Indeed, it felt very different singing Poulenc's 1941 motet to the John Blow which we had performed before, but Joe kept a calm manner, seemingly with no worries and gave us much encouragement and enthusiasm. As a conductor, Joe is apt to come out with memorable phrases such as 'Imagine you hate me', or 'Go to where the heat is'. Poulenc's piece has its tricky corners and we needed all of our 80 minutes rehearsal to get things together. As we left, Joe stayed behind to rehearse his own performance of Reynaldo Hahn songs with  guitar accompaniment.

Security logistics meant that we had to be escorted round by a member of staff, and logistics necessitated leaving big bags in the seminar room (and consequently being escorted back after the performance). As anyone who knows the Courtauld Gallery and Institute, this of course involved a remarkable number of steps!

Our performance too place in one of the first floor rooms, to allow sufficient space for audience and choir.
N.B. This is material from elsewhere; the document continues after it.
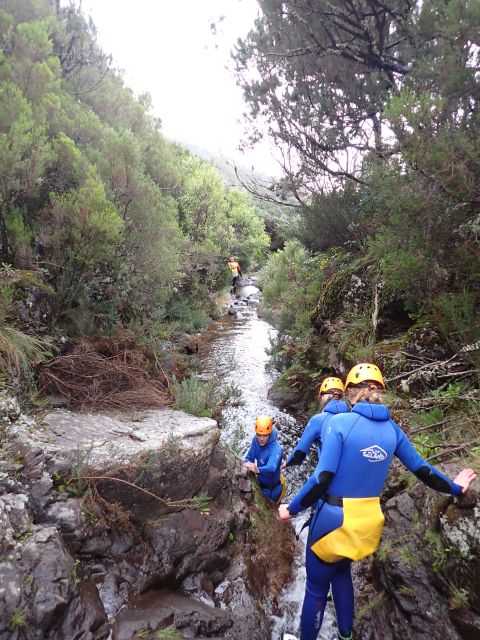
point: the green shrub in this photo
(194, 395)
(457, 317)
We sang in front of a large Guardi with a clutch of Tintoretto sketches nearby, but also an assemblage of large and rather serious 18th century men frowning down at us for singing music which was not only French, but verging on the frivolous and Roman Catholic to boot. Though one of my fellow singers thought that perhaps the 18th century gentlemen might have secretly enjoyed the performance.

We did indeed have a big, and enthusiastic audience. Inevitably the performance was not without incident but went off well and was very warmly received. Afterwards a number of people commented that it had been quite a short piece, and that we should have sung it twice. One unplanned for event was vibrations from the soprano's high notes setting of the alarms in the room - an inevitable problem when singing amidst a collection of such fine old pictures.